The government is spending less, large contractors are making less, and there is not as much subcontracting.

"We are seeing it happen," said an economist with Saudi Arabia's National Commercial Bank. "No new projects. Old projects are retendered. We are asking contractors to bid again, to lower prices.

"It is a question of volume," he explained. "We used to build two schools every three days. What if we build two schools every two weeks? What if we delayed some oil exploration, dropped some road expansion plans for now?"

If the habits of executives accustomed to jetting around the kingdom are any indication, business leaders too are accepting the idea that small is beautiful. Many still board private jets with lush interiors. But private flying has decreased by 30 percent, and Jet Aviation, which operated 40 aircraft 10 years ago, now manages 25.

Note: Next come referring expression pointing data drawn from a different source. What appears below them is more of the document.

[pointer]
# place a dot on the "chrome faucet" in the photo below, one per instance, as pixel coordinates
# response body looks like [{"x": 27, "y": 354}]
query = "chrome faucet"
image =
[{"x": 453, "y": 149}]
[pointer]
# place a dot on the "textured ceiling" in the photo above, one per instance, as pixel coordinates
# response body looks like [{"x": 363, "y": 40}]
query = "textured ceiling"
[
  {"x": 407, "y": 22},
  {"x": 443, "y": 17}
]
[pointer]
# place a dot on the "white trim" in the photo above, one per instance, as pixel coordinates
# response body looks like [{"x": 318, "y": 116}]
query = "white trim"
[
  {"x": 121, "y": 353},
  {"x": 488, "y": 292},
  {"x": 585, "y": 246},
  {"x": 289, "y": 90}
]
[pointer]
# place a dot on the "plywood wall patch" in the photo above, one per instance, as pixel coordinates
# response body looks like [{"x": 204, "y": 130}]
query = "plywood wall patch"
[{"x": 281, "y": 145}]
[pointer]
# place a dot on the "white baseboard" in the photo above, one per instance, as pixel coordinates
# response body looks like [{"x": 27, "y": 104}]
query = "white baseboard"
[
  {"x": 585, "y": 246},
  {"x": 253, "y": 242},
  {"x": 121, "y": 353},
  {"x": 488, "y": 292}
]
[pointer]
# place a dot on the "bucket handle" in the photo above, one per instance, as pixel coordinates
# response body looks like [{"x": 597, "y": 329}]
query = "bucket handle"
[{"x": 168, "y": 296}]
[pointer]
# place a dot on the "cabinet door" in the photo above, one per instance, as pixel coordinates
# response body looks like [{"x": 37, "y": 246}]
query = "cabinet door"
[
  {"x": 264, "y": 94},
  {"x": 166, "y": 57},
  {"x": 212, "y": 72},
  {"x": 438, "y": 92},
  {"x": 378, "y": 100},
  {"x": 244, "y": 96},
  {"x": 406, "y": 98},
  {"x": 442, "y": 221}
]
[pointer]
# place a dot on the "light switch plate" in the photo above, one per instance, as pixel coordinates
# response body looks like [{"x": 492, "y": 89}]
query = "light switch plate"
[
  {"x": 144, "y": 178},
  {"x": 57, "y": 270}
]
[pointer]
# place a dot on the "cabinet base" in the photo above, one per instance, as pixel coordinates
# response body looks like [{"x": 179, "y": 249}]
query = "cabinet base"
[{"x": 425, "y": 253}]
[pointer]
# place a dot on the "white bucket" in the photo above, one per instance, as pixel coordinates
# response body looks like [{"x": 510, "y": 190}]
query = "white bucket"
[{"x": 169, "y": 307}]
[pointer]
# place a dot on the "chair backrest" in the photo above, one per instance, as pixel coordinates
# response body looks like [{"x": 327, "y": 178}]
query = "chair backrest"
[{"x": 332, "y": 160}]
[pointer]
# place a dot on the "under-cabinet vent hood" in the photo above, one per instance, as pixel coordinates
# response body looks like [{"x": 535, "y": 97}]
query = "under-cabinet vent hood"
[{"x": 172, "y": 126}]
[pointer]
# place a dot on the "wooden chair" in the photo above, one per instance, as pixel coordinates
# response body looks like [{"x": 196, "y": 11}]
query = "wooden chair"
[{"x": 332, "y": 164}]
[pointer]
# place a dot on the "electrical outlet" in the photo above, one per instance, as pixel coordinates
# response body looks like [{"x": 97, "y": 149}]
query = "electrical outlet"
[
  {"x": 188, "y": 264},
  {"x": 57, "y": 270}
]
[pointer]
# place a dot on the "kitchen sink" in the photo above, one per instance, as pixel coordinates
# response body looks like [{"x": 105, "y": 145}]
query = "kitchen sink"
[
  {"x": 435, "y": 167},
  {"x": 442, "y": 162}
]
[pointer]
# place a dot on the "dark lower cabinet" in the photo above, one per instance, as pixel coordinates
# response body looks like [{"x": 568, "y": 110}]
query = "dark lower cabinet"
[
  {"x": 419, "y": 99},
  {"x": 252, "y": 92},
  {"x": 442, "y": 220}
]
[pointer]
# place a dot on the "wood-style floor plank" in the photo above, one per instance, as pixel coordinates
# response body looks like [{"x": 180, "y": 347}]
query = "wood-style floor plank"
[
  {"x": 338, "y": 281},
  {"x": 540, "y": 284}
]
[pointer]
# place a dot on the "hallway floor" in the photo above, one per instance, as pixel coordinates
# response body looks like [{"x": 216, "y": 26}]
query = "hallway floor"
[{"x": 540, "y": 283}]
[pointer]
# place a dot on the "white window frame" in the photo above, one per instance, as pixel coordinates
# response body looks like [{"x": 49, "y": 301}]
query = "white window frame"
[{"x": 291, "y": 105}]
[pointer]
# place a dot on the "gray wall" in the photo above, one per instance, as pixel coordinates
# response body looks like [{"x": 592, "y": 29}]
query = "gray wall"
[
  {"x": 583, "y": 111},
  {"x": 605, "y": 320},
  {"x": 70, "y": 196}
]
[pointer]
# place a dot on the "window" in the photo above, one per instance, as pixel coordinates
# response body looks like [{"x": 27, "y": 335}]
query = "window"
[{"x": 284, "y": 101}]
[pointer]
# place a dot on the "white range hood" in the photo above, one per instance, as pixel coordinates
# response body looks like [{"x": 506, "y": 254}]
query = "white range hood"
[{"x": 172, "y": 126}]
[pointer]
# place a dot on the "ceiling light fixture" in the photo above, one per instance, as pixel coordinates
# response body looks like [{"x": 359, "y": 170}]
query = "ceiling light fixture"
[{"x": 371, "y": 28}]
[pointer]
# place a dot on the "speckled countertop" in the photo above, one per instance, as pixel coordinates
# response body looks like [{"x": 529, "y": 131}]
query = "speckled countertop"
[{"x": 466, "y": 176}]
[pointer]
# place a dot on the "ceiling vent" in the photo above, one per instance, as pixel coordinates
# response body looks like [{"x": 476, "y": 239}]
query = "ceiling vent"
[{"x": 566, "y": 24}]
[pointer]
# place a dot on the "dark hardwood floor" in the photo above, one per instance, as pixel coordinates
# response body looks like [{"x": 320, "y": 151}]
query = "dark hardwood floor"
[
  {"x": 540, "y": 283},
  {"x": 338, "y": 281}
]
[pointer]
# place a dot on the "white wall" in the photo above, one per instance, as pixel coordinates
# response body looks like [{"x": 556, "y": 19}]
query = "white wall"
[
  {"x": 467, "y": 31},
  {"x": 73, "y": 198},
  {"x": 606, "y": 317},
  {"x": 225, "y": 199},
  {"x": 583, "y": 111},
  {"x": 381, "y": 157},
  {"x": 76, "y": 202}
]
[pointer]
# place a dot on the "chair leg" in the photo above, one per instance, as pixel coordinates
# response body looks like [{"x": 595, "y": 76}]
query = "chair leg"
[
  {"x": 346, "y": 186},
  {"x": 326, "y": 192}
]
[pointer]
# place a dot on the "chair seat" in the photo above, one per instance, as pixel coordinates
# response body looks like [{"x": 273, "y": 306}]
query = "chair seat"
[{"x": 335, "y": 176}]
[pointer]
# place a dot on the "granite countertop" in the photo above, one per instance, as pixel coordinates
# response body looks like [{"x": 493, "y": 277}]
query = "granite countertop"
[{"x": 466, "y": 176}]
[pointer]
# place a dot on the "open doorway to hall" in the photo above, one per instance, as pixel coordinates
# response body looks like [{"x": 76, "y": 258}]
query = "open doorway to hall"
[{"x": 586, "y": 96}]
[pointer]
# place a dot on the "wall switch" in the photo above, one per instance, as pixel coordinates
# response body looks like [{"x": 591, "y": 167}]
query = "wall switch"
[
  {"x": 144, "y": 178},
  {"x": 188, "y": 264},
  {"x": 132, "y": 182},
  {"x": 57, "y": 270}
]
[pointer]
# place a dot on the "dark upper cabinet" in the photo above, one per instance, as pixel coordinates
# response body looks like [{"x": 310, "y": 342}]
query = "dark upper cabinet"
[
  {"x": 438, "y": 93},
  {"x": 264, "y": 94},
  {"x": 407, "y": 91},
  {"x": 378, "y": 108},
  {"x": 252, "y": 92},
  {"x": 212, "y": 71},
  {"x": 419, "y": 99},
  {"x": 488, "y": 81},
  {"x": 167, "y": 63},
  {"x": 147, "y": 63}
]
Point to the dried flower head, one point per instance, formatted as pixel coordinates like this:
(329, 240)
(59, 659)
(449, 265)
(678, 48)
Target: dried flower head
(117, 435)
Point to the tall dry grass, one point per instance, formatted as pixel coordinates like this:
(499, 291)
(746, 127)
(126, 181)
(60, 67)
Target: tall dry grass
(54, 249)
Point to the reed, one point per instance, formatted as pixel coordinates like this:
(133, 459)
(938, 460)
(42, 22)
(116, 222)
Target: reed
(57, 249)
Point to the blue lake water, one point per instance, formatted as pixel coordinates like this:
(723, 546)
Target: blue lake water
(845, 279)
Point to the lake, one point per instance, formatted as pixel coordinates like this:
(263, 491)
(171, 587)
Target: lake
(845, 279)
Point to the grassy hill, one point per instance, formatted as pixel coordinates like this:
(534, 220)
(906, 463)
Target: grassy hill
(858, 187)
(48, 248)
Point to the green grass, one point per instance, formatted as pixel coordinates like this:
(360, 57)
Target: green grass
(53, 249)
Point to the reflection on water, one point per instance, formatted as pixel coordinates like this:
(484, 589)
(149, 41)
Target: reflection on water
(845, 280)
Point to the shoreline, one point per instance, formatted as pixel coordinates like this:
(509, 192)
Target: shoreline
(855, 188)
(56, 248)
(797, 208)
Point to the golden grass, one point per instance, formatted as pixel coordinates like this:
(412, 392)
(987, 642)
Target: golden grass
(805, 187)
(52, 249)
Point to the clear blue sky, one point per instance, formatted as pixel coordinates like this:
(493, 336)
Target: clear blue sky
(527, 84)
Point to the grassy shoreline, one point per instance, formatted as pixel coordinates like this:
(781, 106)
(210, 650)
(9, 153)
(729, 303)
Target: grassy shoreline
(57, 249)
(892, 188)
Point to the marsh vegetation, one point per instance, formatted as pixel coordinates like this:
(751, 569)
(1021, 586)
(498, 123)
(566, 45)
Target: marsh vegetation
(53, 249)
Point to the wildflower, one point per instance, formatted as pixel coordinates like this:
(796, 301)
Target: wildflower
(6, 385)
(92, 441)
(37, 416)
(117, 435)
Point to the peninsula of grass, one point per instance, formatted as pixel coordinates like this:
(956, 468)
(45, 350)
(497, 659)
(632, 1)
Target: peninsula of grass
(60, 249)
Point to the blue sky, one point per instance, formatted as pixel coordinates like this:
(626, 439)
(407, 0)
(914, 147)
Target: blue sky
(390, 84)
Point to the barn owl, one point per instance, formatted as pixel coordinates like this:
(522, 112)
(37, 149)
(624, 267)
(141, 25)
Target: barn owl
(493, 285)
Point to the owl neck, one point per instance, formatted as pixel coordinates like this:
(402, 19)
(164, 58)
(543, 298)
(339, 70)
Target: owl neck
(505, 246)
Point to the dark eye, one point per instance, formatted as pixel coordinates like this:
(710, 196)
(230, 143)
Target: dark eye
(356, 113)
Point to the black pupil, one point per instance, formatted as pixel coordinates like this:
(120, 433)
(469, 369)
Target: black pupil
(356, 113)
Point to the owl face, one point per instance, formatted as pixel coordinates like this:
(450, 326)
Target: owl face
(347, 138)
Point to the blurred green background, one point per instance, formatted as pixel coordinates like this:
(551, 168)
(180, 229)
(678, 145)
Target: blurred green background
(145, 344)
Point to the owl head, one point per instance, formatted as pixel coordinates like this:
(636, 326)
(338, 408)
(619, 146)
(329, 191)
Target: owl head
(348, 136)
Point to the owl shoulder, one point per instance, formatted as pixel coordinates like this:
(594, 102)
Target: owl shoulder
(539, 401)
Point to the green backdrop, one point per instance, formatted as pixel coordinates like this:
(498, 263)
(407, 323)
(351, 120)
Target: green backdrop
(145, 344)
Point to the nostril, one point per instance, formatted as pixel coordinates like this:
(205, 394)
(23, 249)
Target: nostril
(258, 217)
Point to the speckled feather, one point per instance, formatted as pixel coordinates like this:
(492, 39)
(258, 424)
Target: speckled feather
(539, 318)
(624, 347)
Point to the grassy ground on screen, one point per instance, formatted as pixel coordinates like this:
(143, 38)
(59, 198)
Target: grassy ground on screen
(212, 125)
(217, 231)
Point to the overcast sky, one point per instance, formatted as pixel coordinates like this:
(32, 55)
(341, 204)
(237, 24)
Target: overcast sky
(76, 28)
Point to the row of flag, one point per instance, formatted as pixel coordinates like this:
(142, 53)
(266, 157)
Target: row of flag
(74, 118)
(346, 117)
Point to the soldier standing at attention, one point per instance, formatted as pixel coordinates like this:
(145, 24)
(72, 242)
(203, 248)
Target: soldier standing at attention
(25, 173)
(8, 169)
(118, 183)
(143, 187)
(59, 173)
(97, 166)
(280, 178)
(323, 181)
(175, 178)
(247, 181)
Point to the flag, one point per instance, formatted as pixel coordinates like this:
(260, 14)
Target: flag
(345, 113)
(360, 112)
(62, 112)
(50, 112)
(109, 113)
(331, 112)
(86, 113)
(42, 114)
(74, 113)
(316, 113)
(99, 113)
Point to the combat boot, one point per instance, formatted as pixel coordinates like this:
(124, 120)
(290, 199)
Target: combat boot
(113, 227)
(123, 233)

"People have less money and are more conscious of what it costs," said a spokesman for Arabasco, which runs the Boeing 727s and Gulf Stream aircraft. "The infrastructure is almost complete. There is no need to fly so many executives around."

"This is the beginning of an economic slowdown, belt-tightening and fiscal contraction and people feel it," observed a Saudi banker.

The goals of development plans have begun to change. The new one emphasizes defense, but its second priority is to "rationalize" spending and upgrade administrative efficiency. In plain Arabic, that means to save.